To make the numbers simple, imagine a stock trades at $10/share. If someone came to you and said: how much would you be willing to pay to have an option to buy the stock for $100/share? The correct answer is: it depends. If it’s the right to buy the stock for $100/share at any point over the next 10 years then that’s worth more than to buy the stock at $100/share in the next day. A stock trading at $10 is unlikely to jump to $100 in a day so the option to by it for $100 is not worth much. It could happen, so it’s worth something. But it’s unlikely. So, again to make the numbers simple, let’s say it’s worth $0.01/option to buy a stock at $100 in the next day when it’s trading at $10 today.

Now imagine it’s the next day and the company with the $10 stock discovers the cure for cancer or invents time travel or perfects cold fusion. News breaks and now it’s trading at $1,000 per share. Now how much is the right to buy the stock at $100 per share worth? The answer is going to be something really close to, but maybe a small discount from, $1,000 (current value of the stock) - $100 (how much you pay based on the option) = $900. So what was worth $0.01 yesterday is worth $900 today.

Let’s say you have $10,000 to invest.
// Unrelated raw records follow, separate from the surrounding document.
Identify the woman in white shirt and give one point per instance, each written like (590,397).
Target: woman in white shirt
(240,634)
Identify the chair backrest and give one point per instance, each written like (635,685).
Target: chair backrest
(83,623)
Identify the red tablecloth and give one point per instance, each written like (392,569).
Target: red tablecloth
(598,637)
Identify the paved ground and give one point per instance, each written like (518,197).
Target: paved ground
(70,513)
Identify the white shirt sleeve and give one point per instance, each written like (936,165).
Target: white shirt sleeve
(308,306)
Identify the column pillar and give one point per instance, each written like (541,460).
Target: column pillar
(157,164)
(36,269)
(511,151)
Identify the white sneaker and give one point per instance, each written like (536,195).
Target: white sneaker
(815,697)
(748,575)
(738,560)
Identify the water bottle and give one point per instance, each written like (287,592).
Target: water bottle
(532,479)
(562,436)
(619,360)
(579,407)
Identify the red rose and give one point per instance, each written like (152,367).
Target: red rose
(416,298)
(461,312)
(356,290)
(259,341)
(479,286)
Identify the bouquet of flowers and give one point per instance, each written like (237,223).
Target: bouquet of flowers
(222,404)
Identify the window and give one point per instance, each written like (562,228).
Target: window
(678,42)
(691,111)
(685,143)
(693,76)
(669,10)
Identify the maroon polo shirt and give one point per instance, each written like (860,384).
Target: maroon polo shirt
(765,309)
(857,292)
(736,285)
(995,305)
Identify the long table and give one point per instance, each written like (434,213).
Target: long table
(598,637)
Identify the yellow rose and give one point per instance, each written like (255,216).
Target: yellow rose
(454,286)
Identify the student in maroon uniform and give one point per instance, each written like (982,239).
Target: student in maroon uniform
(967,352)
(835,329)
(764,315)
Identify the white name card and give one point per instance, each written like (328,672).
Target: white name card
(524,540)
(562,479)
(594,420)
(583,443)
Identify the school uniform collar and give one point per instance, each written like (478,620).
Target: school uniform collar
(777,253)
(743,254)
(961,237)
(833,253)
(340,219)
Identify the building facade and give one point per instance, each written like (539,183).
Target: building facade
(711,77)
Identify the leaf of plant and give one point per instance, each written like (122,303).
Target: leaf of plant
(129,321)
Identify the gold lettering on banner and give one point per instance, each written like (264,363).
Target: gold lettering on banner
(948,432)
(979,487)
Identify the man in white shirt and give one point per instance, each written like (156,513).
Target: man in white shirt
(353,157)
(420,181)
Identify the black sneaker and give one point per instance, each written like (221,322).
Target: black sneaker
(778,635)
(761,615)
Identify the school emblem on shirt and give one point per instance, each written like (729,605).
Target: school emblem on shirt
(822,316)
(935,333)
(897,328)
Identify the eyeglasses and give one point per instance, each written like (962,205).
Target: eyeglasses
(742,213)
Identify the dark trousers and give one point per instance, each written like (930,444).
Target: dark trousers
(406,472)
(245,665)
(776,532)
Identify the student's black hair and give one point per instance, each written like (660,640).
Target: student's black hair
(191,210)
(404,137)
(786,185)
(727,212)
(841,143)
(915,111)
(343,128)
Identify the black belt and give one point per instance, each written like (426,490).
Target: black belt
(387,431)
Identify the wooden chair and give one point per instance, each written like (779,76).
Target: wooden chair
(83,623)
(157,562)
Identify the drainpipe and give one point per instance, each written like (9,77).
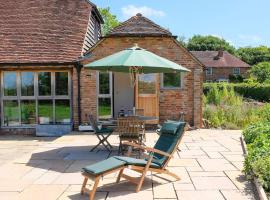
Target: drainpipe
(78,67)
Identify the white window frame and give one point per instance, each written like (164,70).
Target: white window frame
(104,95)
(210,72)
(35,97)
(172,88)
(236,69)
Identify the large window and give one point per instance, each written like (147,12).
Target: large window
(172,80)
(104,95)
(35,98)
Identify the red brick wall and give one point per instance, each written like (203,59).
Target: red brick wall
(224,72)
(172,102)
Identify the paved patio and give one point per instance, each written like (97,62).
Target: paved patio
(210,164)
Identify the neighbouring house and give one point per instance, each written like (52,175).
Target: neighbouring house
(40,43)
(221,66)
(164,96)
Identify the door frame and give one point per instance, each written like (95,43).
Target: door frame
(149,95)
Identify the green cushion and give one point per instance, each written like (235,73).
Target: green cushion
(103,166)
(167,142)
(169,127)
(104,131)
(135,161)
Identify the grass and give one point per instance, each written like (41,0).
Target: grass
(223,108)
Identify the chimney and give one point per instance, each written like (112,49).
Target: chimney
(219,55)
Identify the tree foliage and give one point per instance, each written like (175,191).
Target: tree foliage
(208,43)
(254,55)
(261,72)
(110,20)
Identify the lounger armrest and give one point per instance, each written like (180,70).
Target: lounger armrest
(149,149)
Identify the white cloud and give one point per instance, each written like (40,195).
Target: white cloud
(251,38)
(131,10)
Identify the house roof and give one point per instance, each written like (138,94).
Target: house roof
(139,25)
(38,31)
(218,59)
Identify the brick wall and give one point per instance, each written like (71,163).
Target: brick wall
(224,72)
(172,102)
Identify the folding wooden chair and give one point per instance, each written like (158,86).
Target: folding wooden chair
(157,161)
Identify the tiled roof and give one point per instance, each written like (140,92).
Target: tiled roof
(211,59)
(139,26)
(42,31)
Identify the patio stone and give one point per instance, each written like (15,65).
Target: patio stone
(9,195)
(76,195)
(211,169)
(206,174)
(164,191)
(215,164)
(212,183)
(70,178)
(42,192)
(195,195)
(183,186)
(239,179)
(238,195)
(48,178)
(183,163)
(124,195)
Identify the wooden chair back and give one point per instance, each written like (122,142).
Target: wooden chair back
(93,123)
(129,126)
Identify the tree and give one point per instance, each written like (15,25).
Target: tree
(209,43)
(261,72)
(110,20)
(254,55)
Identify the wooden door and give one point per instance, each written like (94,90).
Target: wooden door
(147,95)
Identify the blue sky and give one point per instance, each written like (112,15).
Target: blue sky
(241,22)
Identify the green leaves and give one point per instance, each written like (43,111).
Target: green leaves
(110,20)
(209,43)
(261,72)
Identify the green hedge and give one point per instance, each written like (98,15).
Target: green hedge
(256,91)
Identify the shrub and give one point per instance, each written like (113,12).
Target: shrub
(261,169)
(256,91)
(260,148)
(254,130)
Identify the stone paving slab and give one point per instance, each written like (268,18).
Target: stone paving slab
(209,164)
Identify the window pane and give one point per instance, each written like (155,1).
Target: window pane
(28,111)
(27,83)
(45,111)
(11,112)
(62,111)
(44,83)
(61,83)
(104,108)
(172,80)
(104,83)
(147,84)
(10,86)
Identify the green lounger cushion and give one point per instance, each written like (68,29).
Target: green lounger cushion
(135,161)
(167,142)
(103,166)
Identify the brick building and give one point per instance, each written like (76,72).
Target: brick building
(46,90)
(175,93)
(220,65)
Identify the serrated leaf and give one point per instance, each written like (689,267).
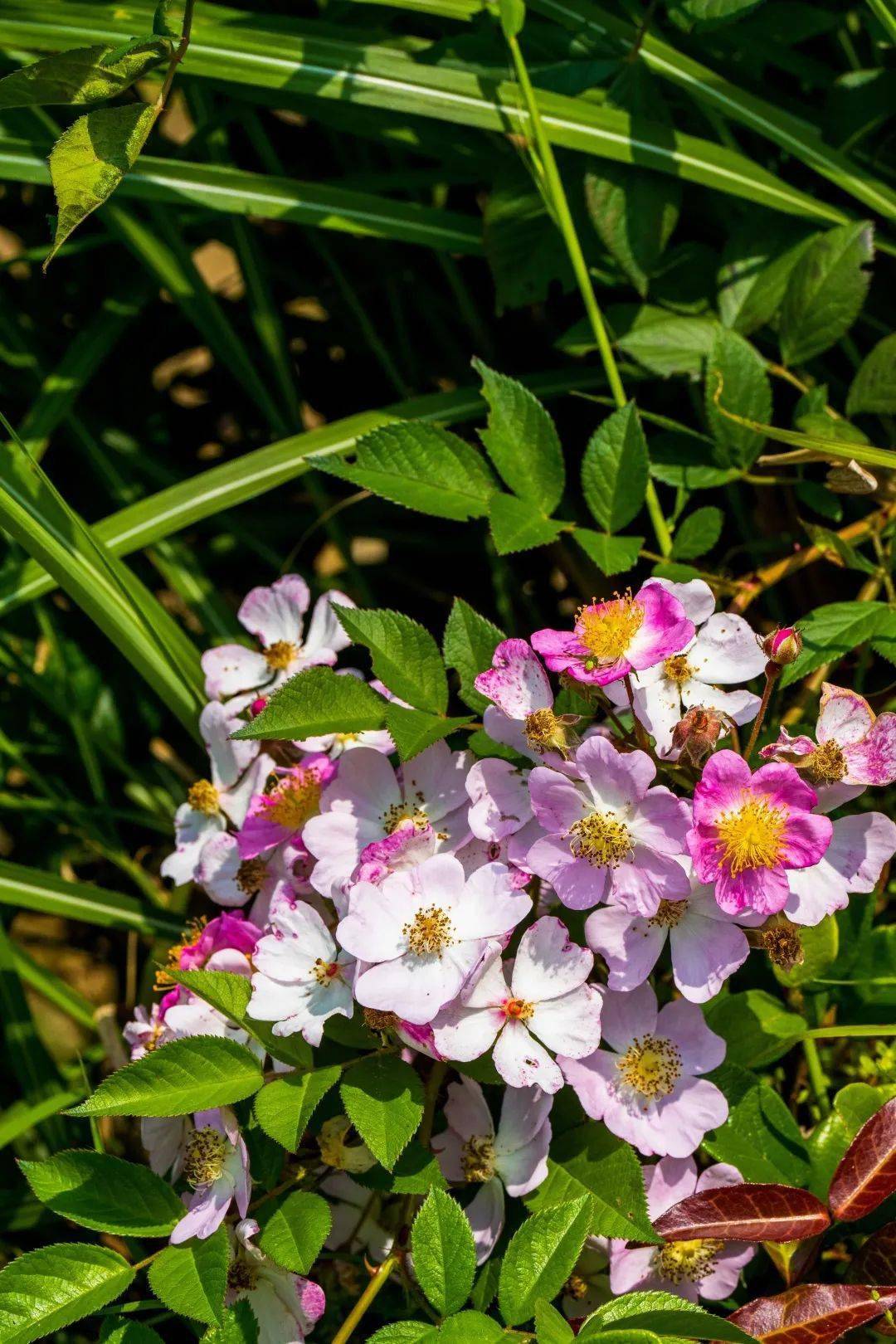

If you know in advance the news is going to break you can do two things to (probably illegally) try and profit from it.

1. Buy 1,000 shares of the stock for $10/share. 2. Buy 1,000,000 options to buy the stock for $100/share tomorrow with each option costing $0.01.

With strategy 1 you spend $10,000 to buy something that, after the news breaks, is worth $1,000,000. Not bad. But with strategy 2 you spend $10,000 to buy something that’s worth $900,000,000 after the news breaks.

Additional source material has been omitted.